Aku dan tiga teman sekamar—Haris, Thalib, dan Mizan—adalah orang-orang yang sangat berbeda. Haris suka ngelawak, Thalib kutu buku, Mizan tukang tidur, dan aku? Entah. Tapi kami saling jaga. Saling menegur kalau ada yang bolos ngaji. Saling simpan mie instan buat malam Jumat. Saling tulis catatan kecil di dinding:
“Kalau capek, jangan lupa Allah. Karena Dia nggak pernah capek jagain kamu.”
Lucu ya? Tapi itu nyata. Pondok mengubah kami. Dari anak-anak biasa, jadi pemuda yang tahu artinya bersabar, walau sabarnya kadang dengan mulut manyun. Dari anak yang cuma hafal nama pemain bola, jadi anak yang hafal surat Al-Mulk.

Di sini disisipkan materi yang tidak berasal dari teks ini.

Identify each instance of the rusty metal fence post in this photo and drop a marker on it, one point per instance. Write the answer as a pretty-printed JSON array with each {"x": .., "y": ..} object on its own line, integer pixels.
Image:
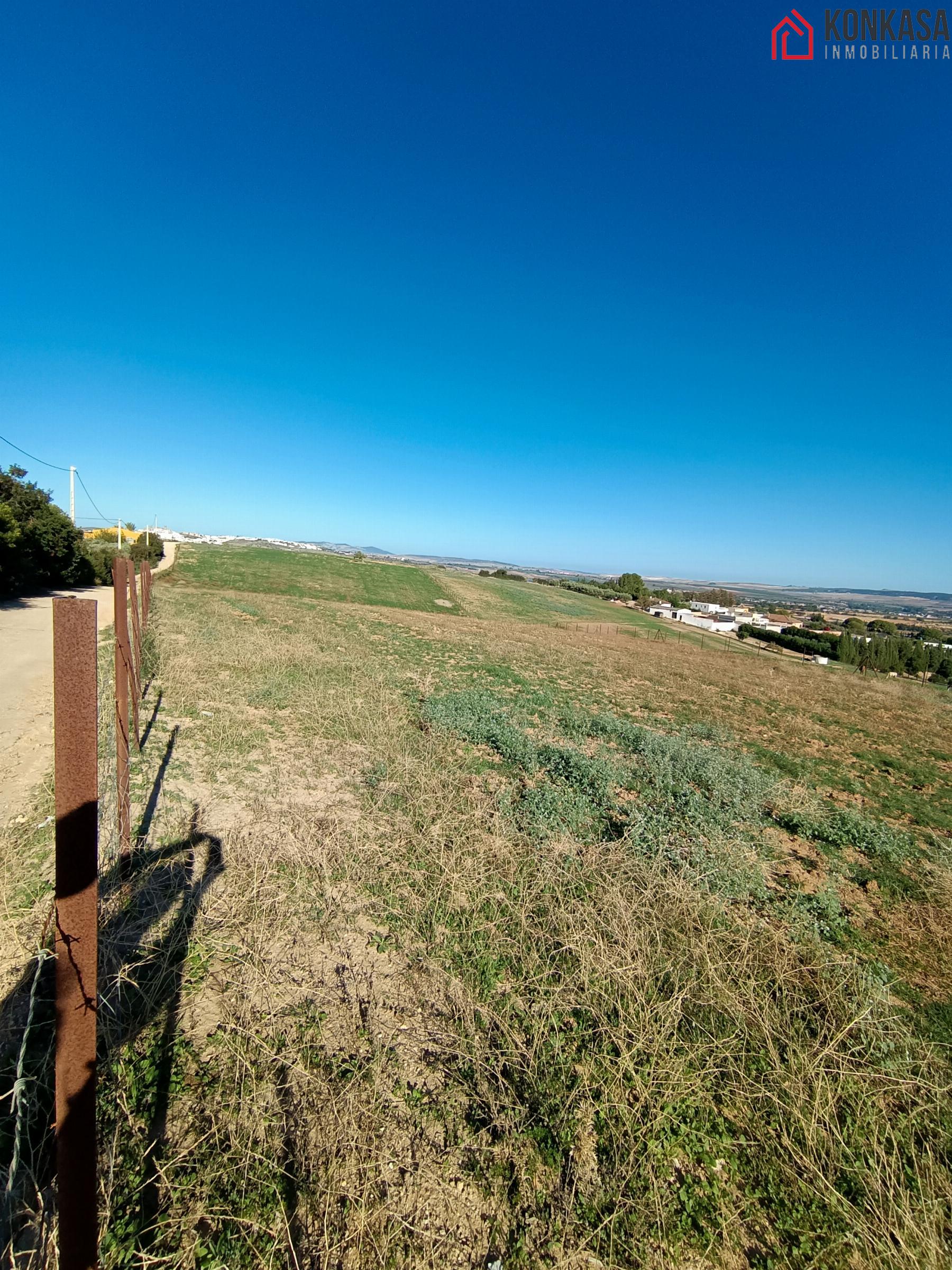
[
  {"x": 75, "y": 759},
  {"x": 124, "y": 676}
]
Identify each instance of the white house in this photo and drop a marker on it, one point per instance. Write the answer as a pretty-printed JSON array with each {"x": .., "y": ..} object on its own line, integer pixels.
[{"x": 706, "y": 621}]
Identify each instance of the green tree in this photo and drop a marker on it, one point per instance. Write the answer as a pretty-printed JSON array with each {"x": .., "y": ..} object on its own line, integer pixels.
[
  {"x": 40, "y": 547},
  {"x": 634, "y": 583},
  {"x": 847, "y": 649},
  {"x": 917, "y": 658}
]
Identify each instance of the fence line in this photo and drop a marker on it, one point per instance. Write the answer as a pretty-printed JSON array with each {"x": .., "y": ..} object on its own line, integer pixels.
[
  {"x": 77, "y": 791},
  {"x": 75, "y": 770}
]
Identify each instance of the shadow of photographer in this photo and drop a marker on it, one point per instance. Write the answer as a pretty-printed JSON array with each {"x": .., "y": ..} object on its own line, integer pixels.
[{"x": 149, "y": 907}]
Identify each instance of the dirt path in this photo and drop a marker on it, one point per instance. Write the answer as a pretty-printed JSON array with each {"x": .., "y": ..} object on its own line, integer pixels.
[{"x": 27, "y": 686}]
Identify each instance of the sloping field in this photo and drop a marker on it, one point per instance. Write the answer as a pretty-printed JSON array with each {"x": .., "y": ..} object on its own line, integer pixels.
[
  {"x": 315, "y": 576},
  {"x": 462, "y": 938}
]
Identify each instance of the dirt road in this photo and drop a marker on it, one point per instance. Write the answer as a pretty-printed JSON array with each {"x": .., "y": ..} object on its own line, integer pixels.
[{"x": 27, "y": 687}]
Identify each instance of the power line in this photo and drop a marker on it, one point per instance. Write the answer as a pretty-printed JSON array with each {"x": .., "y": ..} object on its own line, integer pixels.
[
  {"x": 56, "y": 467},
  {"x": 59, "y": 469},
  {"x": 109, "y": 519}
]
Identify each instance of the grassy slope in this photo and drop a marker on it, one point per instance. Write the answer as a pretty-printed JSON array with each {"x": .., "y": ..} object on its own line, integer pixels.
[
  {"x": 318, "y": 577},
  {"x": 545, "y": 964}
]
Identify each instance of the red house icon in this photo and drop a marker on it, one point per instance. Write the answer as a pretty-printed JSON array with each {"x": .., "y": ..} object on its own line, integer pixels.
[{"x": 786, "y": 27}]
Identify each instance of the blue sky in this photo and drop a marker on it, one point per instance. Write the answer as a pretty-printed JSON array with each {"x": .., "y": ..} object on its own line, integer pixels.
[{"x": 600, "y": 290}]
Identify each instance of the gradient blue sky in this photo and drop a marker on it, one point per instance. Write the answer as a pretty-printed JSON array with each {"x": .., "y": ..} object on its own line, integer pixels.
[{"x": 597, "y": 287}]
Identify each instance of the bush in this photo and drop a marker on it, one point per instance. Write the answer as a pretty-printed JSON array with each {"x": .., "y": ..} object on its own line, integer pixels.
[
  {"x": 811, "y": 643},
  {"x": 40, "y": 547},
  {"x": 100, "y": 557}
]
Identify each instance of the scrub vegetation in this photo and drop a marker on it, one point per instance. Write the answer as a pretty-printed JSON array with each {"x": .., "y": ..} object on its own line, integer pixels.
[{"x": 460, "y": 938}]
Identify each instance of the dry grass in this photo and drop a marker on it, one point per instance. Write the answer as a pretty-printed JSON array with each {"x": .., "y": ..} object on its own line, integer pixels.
[{"x": 360, "y": 1018}]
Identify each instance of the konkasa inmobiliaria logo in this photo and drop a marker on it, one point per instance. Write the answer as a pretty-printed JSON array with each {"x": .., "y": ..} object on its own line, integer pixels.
[{"x": 892, "y": 35}]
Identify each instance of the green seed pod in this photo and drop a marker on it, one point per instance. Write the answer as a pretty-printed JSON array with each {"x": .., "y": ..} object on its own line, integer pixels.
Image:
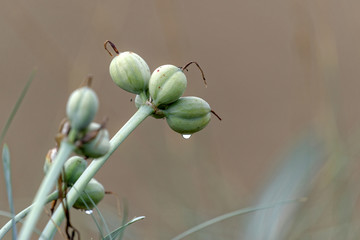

Pernah aku hampir pulang. Pagi-pagi aku ngepak baju, niat kabur karena nggak kuat. Tapi kemudian Haris duduk di sampingku, tanpa kata, dan kasih selembar kertas. Isinya tulisan tangan jelek tapi menyentuh:
“Kalau kamu pulang sekarang, kamu kehilangan kesempatan jadi orang besar. Tapi kalau kamu bertahan, kamu akan tahu… kenapa Allah menaruhmu di sini.”
Sejak itu, aku tak pernah lagi berpikir untuk lari. Karena aku paham: tempat ini bukan sekadar tempat belajar. Tapi tempat dibentuk. Ditempa. Dan pada akhirnya, dipantaskan.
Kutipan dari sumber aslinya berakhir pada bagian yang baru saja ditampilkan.